Every day we constantly encounter germs that can damage our bodies and cause debilitating diseases should they continue to persist. Our immune system fights off against infections through several ways. Particularly, specialized immune cells called phagocytes can eat microbes and break these microbes down into small pieces called antigens that are displayed on an MHC II molecule to communicate with other immune cells. To hide from the immune system, bacteria and viruses try to impair this process, either by decreasing MHC II levels or preventing MHC II from reaching the organelle where antigens reside. Surprisingly, it is unclear how MHC II is delivered to the antigen-containing organelle; hence, it is unknown how pathogens block this process. We discovered a protein called ERC1 that acts like a magnet by attracting MHC II to the antigen-containing organelle and allowing antigens to be presented to other immune cells. Interestingly, the virus responsible for COVID-19—SARS-CoV-2—interacts with components involved in controlling MHC II expression, suggesting that this virus targets these proteins to block MHC II from displaying antigens. We found that one of the viral proteins expressed by SARS-CoV-2, NSP5, can target another protein called HDAC2 to decrease MHC II levels in various immune cell types.
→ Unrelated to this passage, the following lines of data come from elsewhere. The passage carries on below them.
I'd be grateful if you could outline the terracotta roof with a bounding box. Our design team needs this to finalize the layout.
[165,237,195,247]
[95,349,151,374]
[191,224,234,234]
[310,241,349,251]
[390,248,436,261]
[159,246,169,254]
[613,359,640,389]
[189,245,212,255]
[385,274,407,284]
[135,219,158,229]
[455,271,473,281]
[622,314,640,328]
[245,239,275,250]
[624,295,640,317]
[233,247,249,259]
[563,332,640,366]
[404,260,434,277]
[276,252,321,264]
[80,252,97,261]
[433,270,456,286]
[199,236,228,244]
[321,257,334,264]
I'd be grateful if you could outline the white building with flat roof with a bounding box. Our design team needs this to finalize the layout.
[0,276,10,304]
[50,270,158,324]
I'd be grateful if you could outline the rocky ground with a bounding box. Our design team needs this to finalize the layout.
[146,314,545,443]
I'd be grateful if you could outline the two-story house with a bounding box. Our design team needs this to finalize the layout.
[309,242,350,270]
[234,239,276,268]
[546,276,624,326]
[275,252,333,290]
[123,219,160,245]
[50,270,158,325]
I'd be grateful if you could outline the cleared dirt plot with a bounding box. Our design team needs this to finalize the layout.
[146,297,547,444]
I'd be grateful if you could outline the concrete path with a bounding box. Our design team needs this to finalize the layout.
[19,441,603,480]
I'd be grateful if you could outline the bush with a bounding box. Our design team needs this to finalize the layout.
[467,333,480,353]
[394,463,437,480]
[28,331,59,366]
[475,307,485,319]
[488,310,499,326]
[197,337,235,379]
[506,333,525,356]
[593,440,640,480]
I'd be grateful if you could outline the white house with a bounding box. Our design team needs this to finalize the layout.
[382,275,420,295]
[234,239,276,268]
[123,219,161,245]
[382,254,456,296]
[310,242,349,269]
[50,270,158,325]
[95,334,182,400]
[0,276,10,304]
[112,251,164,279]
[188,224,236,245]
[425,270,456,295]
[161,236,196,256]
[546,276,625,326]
In addition, modifying cells such that they no longer express HDAC2 restored MHC II levels. Together, these experiments help us better understand the functions of our immune system and how pathogens can persist in our bodies, such is the case in COVID-19. Using this information, it may be possible to develop better treatments to combat against COVID-19 and finally put an end to the pandemic.